We think you need these skills to ace Head of Data Science
Some tips for your application π«‘
Tailor Your CV: Make sure your CV reflects the specific skills and experiences mentioned in the job description. Highlight your leadership experience in data science and any relevant projects that showcase your ability to deliver measurable business outcomes.
Craft a Compelling Cover Letter: Use your cover letter to tell us why you're the perfect fit for this role. Share your vision for data science and how you plan to lead teams to success. Don't forget to mention your experience with regulatory environments and stakeholder engagement!
Showcase Your Technical Skills: We want to see your technical prowess! Include specific examples of predictive models you've developed and the impact they've had. Mention your proficiency in Python, SQL, and any cloud platforms you've worked with to demonstrate your hands-on experience.

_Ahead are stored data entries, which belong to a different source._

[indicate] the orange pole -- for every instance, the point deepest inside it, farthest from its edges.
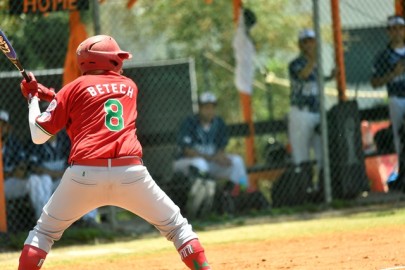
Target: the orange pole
(237, 4)
(399, 7)
(339, 58)
(246, 103)
(3, 216)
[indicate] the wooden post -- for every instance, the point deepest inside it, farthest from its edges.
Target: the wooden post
(3, 215)
(339, 58)
(246, 103)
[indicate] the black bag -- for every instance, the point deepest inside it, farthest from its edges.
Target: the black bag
(293, 187)
(348, 171)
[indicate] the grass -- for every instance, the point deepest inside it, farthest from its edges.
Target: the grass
(263, 228)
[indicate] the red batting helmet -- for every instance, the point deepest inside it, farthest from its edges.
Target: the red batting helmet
(100, 52)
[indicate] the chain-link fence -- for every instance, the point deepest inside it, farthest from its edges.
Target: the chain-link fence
(184, 48)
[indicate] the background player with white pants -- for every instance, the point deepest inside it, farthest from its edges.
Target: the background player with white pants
(304, 114)
(202, 140)
(99, 111)
(389, 70)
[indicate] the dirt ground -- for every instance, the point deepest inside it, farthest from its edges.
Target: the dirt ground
(369, 249)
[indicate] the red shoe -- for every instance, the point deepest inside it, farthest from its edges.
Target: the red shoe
(192, 254)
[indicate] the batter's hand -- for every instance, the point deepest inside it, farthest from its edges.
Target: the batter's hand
(45, 93)
(29, 89)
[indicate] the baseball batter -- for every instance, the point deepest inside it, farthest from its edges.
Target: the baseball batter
(99, 112)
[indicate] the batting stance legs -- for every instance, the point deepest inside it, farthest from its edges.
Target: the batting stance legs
(128, 187)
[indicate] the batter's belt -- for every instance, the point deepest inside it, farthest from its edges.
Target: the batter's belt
(110, 162)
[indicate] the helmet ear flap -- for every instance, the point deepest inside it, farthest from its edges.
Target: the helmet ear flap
(100, 52)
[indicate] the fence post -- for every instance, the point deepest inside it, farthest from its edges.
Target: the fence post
(324, 126)
(3, 212)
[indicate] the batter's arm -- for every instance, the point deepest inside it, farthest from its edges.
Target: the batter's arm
(38, 136)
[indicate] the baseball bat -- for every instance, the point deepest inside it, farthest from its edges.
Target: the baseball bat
(8, 50)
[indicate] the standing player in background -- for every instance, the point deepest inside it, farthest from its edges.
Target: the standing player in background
(99, 111)
(304, 114)
(389, 70)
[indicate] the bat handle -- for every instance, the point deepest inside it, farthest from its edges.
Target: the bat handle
(25, 75)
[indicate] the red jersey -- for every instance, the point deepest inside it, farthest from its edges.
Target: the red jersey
(99, 113)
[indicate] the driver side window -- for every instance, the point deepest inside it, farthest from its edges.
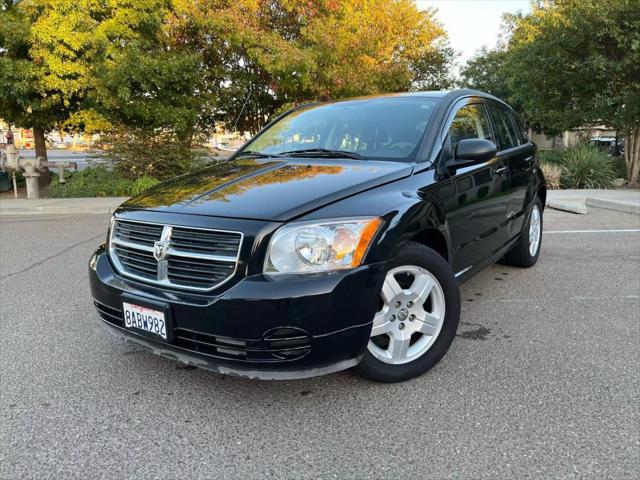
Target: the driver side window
(471, 121)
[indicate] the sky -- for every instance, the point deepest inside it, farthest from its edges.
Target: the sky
(471, 24)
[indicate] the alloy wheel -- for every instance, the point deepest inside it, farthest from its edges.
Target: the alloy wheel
(410, 315)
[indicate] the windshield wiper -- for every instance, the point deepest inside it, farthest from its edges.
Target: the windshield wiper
(322, 152)
(249, 153)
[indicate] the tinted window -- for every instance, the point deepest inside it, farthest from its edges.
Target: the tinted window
(507, 137)
(375, 128)
(471, 121)
(522, 133)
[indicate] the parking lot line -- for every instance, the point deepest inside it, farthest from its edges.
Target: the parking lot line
(626, 230)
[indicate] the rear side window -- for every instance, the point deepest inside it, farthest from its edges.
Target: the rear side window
(471, 121)
(505, 128)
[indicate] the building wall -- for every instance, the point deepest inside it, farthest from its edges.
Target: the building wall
(570, 138)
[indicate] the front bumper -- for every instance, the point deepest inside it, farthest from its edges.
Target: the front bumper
(288, 327)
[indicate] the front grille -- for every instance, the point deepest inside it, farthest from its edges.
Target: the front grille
(143, 234)
(172, 256)
(280, 344)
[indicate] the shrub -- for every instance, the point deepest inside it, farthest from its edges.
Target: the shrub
(141, 184)
(91, 182)
(159, 154)
(552, 175)
(586, 167)
(550, 157)
(98, 182)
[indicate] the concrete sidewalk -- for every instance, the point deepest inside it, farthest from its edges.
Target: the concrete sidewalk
(578, 201)
(60, 206)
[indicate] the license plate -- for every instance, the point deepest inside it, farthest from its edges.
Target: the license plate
(146, 319)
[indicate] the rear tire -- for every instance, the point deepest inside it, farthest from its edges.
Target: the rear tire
(420, 292)
(525, 253)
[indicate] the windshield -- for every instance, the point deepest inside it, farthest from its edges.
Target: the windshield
(380, 128)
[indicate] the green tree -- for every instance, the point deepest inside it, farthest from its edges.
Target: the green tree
(485, 71)
(572, 63)
(85, 64)
(261, 56)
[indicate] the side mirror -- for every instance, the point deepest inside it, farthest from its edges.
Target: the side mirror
(473, 150)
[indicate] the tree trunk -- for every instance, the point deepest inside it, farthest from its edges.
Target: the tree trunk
(41, 151)
(632, 154)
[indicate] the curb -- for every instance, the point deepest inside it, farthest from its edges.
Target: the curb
(617, 206)
(568, 206)
(80, 206)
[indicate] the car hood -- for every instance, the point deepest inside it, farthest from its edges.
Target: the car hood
(267, 189)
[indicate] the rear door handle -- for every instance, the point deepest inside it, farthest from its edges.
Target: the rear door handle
(501, 170)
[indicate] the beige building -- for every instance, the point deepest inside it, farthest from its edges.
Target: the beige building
(570, 138)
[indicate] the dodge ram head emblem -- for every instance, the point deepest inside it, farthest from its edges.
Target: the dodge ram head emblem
(160, 249)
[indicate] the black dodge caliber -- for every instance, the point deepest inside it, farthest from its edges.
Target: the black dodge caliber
(335, 238)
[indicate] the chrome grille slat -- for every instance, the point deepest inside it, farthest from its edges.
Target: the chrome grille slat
(194, 259)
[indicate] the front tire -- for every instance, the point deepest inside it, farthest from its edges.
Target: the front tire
(417, 317)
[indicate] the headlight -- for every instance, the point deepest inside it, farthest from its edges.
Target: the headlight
(309, 247)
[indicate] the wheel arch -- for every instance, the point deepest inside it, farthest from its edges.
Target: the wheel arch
(433, 238)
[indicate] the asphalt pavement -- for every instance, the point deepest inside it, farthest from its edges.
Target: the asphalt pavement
(541, 382)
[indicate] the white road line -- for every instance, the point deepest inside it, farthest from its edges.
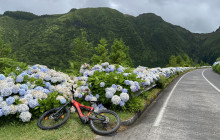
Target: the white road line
(160, 115)
(209, 81)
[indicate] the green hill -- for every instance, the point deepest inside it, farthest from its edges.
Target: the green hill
(46, 39)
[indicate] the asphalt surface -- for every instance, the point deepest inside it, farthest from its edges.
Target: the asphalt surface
(188, 109)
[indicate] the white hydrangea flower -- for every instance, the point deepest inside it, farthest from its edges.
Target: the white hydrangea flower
(6, 110)
(28, 97)
(119, 88)
(3, 104)
(76, 94)
(131, 83)
(94, 99)
(25, 116)
(111, 90)
(116, 100)
(24, 101)
(106, 64)
(124, 97)
(72, 109)
(109, 94)
(59, 97)
(14, 109)
(83, 83)
(23, 108)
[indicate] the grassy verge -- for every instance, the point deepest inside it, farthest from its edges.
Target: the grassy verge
(73, 129)
(147, 97)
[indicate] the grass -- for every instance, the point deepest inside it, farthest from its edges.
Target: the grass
(73, 130)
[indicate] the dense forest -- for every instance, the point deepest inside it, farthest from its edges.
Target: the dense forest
(49, 39)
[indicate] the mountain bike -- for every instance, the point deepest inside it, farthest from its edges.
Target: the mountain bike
(102, 122)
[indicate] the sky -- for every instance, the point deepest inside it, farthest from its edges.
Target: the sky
(197, 16)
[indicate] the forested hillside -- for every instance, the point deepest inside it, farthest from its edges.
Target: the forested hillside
(47, 39)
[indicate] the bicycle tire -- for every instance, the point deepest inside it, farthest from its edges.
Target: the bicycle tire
(40, 125)
(101, 132)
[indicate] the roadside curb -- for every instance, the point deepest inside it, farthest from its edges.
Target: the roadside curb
(138, 114)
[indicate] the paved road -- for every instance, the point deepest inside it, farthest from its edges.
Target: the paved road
(188, 109)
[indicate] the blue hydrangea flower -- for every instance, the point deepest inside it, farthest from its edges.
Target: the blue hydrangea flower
(46, 91)
(6, 110)
(2, 77)
(120, 70)
(63, 101)
(29, 72)
(34, 67)
(22, 92)
(101, 107)
(39, 88)
(97, 96)
(88, 98)
(102, 84)
(125, 74)
(37, 76)
(10, 100)
(127, 82)
(124, 90)
(28, 97)
(44, 70)
(1, 99)
(23, 74)
(109, 95)
(33, 103)
(133, 88)
(114, 86)
(111, 68)
(122, 103)
(80, 95)
(107, 70)
(24, 86)
(47, 85)
(136, 83)
(19, 79)
(47, 78)
(6, 92)
(1, 112)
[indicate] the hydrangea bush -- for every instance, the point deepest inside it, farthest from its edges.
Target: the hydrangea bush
(38, 88)
(115, 86)
(216, 67)
(27, 92)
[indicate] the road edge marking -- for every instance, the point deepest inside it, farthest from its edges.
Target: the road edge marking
(209, 81)
(162, 110)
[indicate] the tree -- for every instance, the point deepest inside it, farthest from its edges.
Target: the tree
(120, 53)
(5, 49)
(187, 61)
(172, 61)
(179, 60)
(218, 59)
(81, 50)
(101, 53)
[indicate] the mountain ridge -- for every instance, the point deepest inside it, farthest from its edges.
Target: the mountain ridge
(46, 39)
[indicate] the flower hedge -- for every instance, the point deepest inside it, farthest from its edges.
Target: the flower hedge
(216, 67)
(37, 89)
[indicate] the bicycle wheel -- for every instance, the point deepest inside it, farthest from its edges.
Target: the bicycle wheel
(105, 122)
(50, 120)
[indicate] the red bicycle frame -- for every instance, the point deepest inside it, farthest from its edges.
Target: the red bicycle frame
(78, 106)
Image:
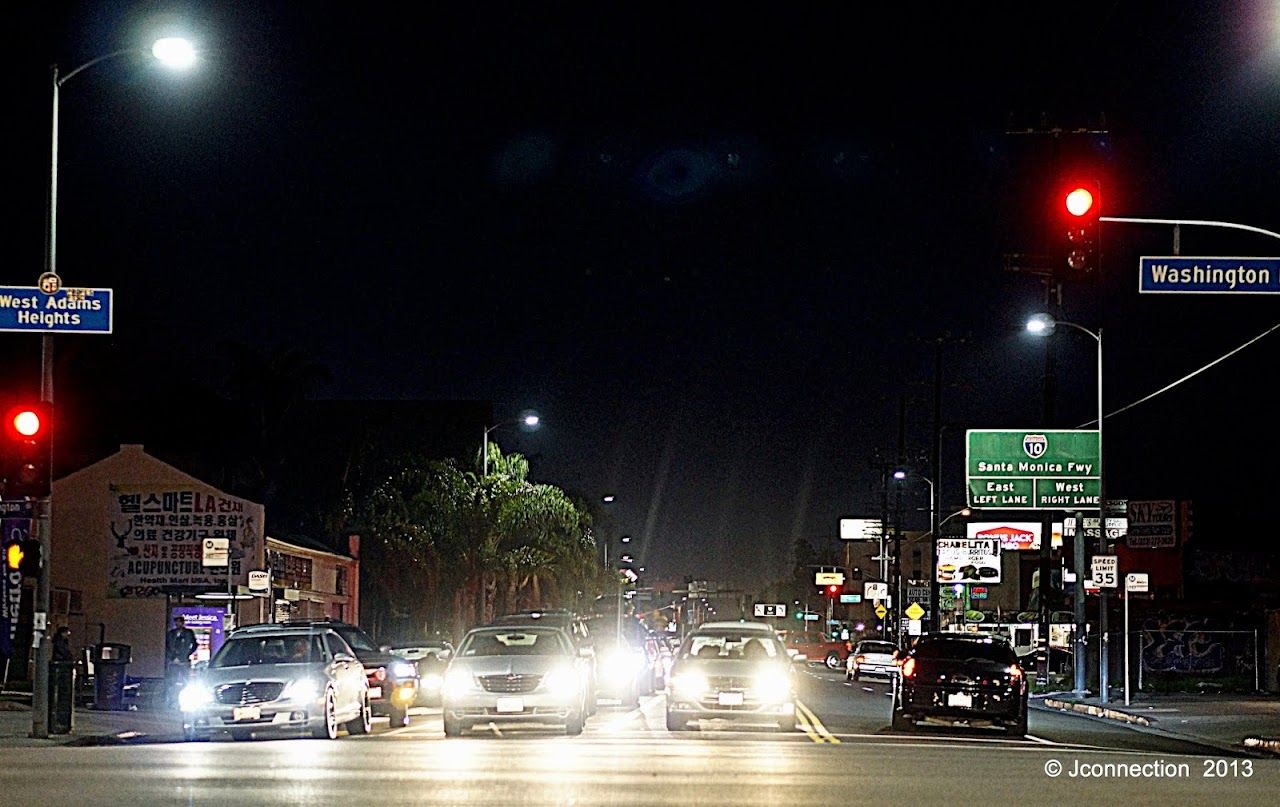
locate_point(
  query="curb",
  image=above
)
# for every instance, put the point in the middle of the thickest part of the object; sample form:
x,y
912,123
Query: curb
x,y
1096,711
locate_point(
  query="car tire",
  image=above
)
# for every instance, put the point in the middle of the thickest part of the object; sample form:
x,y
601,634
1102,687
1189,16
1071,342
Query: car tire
x,y
328,728
360,724
574,724
452,725
398,716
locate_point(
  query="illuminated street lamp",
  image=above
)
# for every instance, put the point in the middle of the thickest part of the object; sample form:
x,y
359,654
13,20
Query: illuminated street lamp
x,y
176,53
1043,324
530,420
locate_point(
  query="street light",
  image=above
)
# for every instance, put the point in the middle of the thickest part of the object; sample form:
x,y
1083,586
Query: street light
x,y
174,51
529,420
1043,324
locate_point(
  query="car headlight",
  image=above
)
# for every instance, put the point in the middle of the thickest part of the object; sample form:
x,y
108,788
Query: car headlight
x,y
773,685
301,689
195,696
689,684
561,683
457,683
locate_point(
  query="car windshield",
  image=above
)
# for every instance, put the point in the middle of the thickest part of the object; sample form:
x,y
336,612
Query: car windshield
x,y
356,638
250,651
730,646
513,643
960,648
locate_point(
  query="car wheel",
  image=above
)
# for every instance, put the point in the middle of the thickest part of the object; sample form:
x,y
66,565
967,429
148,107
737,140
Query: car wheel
x,y
398,716
328,728
360,724
452,725
574,724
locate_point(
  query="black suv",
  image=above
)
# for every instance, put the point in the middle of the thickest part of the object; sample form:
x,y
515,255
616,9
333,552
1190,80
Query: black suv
x,y
392,680
960,676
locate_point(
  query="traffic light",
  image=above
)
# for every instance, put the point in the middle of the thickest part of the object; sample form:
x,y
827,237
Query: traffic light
x,y
1079,206
24,557
26,452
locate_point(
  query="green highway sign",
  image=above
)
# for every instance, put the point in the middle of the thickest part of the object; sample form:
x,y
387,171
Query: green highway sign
x,y
1024,469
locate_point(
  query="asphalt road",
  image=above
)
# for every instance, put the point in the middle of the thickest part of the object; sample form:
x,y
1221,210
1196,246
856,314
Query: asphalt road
x,y
842,755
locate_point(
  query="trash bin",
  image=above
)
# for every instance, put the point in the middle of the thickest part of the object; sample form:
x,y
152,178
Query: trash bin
x,y
62,696
110,661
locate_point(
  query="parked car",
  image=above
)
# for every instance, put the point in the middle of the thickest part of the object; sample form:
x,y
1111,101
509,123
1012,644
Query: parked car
x,y
731,670
872,657
961,676
278,678
429,660
515,674
392,680
817,647
575,627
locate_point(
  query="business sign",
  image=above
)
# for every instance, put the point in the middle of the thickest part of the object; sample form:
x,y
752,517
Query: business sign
x,y
156,537
968,560
860,529
1018,469
1136,583
1208,276
1104,570
1010,534
1152,525
27,309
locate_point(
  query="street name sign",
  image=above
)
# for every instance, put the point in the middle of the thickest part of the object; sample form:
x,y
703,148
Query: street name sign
x,y
1020,469
27,309
1208,276
1104,570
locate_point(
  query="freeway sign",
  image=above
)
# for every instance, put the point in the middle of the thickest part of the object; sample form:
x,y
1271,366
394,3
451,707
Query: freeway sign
x,y
27,309
1016,469
1208,276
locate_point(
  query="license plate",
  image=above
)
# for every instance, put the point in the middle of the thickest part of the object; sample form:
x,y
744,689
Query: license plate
x,y
961,700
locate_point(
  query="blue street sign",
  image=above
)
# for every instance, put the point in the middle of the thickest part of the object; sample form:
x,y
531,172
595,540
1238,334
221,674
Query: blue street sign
x,y
26,309
1208,276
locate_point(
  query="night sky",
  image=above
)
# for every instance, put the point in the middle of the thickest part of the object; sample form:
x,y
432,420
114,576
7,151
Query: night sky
x,y
713,247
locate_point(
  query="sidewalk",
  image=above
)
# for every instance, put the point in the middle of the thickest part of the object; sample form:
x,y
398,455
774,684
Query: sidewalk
x,y
90,726
1232,723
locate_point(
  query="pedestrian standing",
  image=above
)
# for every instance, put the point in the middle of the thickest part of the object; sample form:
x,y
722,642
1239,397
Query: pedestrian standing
x,y
178,647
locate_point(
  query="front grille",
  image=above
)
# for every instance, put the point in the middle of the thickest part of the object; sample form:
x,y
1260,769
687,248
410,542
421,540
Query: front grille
x,y
248,692
510,683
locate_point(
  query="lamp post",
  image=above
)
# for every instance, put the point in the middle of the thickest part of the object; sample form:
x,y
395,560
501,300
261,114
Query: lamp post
x,y
529,419
172,51
1043,324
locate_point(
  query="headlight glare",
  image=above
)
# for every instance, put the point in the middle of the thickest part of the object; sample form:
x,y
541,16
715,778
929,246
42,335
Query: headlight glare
x,y
193,696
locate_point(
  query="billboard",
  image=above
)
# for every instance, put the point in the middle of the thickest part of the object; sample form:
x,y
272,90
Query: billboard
x,y
968,560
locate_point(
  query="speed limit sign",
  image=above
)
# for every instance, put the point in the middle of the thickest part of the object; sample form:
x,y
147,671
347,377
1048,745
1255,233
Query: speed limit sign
x,y
1105,570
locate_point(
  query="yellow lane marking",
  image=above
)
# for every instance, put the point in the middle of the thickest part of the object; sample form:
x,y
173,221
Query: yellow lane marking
x,y
813,726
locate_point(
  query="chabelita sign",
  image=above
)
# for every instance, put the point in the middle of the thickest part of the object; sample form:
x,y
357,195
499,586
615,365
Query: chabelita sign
x,y
1020,469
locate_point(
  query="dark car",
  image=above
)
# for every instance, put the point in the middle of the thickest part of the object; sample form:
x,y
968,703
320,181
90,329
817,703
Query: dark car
x,y
392,680
961,676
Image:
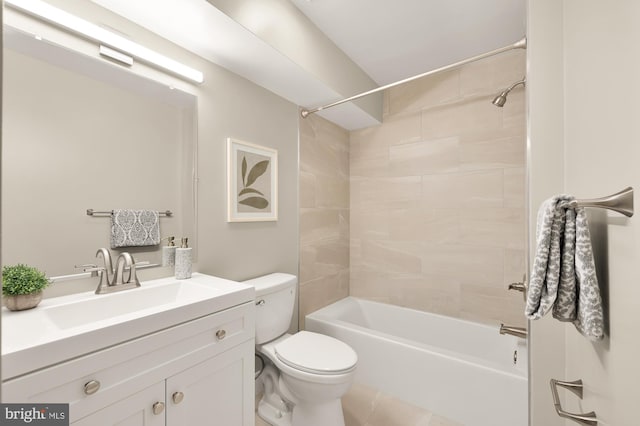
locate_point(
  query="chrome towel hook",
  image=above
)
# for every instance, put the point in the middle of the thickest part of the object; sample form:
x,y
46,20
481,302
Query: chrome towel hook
x,y
587,419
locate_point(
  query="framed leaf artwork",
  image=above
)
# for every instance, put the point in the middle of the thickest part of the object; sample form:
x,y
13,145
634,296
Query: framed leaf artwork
x,y
252,182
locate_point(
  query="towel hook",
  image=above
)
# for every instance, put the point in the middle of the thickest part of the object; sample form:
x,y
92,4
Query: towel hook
x,y
621,202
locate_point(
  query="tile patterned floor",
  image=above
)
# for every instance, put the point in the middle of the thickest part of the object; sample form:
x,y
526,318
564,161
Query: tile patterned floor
x,y
365,406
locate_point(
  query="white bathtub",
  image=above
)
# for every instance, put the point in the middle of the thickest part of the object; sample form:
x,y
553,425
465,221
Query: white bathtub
x,y
458,369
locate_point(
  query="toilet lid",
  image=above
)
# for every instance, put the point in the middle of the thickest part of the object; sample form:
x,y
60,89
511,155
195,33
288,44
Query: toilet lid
x,y
316,353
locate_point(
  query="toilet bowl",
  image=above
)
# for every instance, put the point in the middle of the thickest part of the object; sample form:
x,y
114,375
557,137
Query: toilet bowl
x,y
306,373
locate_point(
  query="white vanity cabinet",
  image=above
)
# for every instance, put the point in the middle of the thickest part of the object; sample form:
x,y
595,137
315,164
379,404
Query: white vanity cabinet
x,y
193,374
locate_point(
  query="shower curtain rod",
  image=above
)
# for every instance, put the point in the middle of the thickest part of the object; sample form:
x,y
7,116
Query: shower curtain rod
x,y
520,44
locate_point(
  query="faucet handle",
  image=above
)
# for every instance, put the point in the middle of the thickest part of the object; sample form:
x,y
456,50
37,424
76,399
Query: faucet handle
x,y
90,267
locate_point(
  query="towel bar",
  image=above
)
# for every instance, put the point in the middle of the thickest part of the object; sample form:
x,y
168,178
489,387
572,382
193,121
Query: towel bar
x,y
91,212
621,202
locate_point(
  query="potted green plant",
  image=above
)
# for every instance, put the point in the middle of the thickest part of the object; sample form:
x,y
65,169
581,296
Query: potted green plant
x,y
22,286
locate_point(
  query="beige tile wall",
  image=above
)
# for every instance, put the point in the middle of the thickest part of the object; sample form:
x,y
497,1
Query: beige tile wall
x,y
324,214
437,197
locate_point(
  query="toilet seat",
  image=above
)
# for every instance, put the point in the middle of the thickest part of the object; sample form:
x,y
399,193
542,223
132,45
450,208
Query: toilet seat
x,y
316,353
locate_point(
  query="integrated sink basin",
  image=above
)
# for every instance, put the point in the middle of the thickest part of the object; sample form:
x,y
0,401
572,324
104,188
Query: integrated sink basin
x,y
64,327
128,302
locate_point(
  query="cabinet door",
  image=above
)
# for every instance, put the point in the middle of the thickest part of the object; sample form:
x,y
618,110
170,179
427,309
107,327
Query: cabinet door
x,y
218,391
135,410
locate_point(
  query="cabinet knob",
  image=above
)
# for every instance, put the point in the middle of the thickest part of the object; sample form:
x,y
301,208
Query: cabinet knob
x,y
177,397
158,407
91,387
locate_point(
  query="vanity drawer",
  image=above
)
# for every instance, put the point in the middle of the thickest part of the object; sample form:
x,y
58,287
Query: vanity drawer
x,y
98,379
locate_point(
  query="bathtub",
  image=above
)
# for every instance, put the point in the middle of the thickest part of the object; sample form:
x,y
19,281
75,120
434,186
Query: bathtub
x,y
459,369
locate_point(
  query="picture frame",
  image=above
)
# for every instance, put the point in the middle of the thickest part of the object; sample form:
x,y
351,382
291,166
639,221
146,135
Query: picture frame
x,y
252,182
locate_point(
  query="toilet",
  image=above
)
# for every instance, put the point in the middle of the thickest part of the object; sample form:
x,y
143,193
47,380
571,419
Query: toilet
x,y
305,373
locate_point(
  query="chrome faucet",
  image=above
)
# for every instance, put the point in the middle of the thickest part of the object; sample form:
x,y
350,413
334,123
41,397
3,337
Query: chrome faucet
x,y
514,331
125,260
110,280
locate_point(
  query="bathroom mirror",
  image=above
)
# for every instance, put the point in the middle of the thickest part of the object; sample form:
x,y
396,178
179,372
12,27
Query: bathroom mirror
x,y
82,133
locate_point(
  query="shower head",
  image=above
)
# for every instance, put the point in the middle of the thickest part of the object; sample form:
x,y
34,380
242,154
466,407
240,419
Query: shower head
x,y
501,99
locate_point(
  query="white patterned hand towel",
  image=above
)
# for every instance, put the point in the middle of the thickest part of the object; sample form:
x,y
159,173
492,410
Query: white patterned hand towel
x,y
135,228
564,275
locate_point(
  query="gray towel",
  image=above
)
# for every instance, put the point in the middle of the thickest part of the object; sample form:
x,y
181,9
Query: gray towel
x,y
564,275
135,228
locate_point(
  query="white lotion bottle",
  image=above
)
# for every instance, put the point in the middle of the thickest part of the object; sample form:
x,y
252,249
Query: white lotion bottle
x,y
183,260
169,253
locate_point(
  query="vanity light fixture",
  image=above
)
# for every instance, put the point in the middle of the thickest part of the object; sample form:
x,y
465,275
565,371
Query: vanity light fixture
x,y
115,55
94,32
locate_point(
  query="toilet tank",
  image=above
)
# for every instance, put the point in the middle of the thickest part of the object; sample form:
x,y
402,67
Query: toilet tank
x,y
275,299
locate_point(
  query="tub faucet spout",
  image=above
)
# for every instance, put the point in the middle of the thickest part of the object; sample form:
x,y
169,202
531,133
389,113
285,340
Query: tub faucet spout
x,y
513,331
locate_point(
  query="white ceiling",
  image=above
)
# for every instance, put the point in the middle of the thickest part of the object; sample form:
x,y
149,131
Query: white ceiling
x,y
388,39
394,39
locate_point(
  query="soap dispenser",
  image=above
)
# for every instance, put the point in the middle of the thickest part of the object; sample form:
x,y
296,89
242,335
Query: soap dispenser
x,y
169,253
183,260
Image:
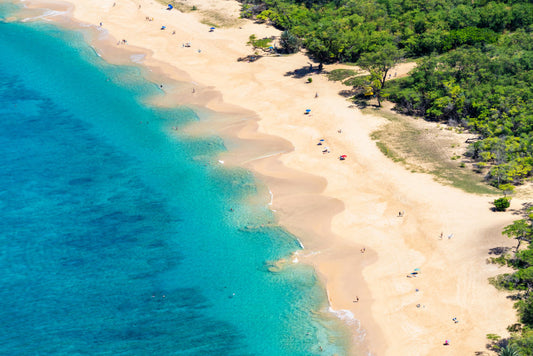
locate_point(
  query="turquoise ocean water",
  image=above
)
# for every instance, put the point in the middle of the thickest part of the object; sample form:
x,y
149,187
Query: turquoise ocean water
x,y
117,235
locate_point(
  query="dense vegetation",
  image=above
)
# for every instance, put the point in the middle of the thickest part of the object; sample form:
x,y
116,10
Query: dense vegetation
x,y
487,89
521,282
475,63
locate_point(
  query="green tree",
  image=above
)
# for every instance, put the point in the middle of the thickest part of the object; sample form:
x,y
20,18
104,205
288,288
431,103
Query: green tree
x,y
378,65
509,351
506,189
289,43
519,230
501,204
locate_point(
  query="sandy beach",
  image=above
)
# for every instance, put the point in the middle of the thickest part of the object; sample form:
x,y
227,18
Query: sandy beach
x,y
346,213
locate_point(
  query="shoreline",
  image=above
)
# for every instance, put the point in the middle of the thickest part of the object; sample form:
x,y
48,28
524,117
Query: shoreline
x,y
351,204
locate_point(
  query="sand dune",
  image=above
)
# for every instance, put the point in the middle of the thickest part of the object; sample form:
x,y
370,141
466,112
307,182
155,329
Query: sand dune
x,y
335,207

Apply Through Our Website: For the best chance of getting noticed, make sure to apply through our website. This helps us keep track of your application and ensures it reaches the right people. We can't wait to see what you bring to the table!
How to prepare for a job interview at W Talent
β¨Know Your Data Science Vision
Before the interview, take some time to clearly define your vision for data science in a regulated environment. Be ready to discuss how you would align this vision with business objectives and what strategies you would implement to achieve measurable outcomes.
β¨Showcase Your Leadership Skills
Prepare examples of how you've successfully built and led high-performing data science teams. Highlight your mentoring and coaching experiences, and be ready to discuss how you influence senior stakeholders and foster collaboration across departments.
β¨Demonstrate Technical Proficiency
Brush up on your technical skills, especially in Python, SQL, and machine learning. Be prepared to discuss specific projects where you've delivered production ML models and how you ensured they were scalable and explainable.
β¨Understand Governance and Compliance
Familiarise yourself with the regulatory standards relevant to data science practices. Be ready to talk about your experience with model governance, documentation, and how you've partnered with legal and compliance teams to meet these standards.